LIPUTAN15.COM, BOLMUT – Pada__Minggu 14 Desember kemarin, media ini menerbitkan salah satu artikel berjudul “Proyek Nasional di Bolmut Diduga Dikerjakan ‘Abal-abal’ oleh PT Hutama Karya’.

Artikel ini menyajikan kritikan tajam mengenai pekerjaan Daerah Irigasi (DI) Ollot yang ada di Kecamatan Bolangitang Barat, Kabupaten Bolaang Mongondow Utara.

Pekerjaan yang sedang berjalan itu dibandrol Rp40 Miliar dengan sumber dana dari Anggaran Pendapatan Belanja Negara (APBN) tahun 2025.

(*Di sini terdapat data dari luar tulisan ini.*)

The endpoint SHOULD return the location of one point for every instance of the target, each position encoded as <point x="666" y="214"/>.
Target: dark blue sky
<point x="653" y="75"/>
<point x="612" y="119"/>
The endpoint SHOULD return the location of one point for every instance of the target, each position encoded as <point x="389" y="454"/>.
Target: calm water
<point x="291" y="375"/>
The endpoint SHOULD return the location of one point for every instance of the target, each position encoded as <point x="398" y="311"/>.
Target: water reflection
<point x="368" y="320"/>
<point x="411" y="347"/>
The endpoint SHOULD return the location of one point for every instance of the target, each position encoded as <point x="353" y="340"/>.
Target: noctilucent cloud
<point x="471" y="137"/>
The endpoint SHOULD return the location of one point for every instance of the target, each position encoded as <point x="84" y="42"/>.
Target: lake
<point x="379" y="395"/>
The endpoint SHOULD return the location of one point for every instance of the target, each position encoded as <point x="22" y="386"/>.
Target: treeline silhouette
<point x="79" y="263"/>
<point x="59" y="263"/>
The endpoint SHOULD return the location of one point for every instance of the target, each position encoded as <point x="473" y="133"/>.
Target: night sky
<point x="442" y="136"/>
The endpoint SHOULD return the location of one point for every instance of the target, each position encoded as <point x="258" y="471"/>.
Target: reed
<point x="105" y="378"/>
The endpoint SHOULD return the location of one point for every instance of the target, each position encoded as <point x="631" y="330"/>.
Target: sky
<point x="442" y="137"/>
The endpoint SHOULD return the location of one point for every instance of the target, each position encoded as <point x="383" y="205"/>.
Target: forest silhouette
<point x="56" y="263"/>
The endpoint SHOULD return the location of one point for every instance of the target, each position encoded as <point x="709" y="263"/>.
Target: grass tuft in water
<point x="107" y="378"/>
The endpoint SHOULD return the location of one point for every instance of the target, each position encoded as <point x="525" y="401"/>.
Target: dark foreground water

Melalui Balai Wilayah Sungai I Manado, Provinsi Sulawesi Utara, proyek nasional ini dikerjakan sejak 5 November dengan waktu pelaksana 57 hari kalender.

Pekerjaan yang diduga bermasalah ini sempat menyeret pihak pelaksana pekerjaan dengan Lembaga Swadaya Masyarakat (LSM) kedalam konflik.

Alih-alih memperbaiki hasil temuan, konflik kemudian melebar, imbas pun merebak kemana-mana, media yang ikut memberitakan pun tak luput dari upaya pembungkaman oleh pihak yang diduga merasa dirugikan.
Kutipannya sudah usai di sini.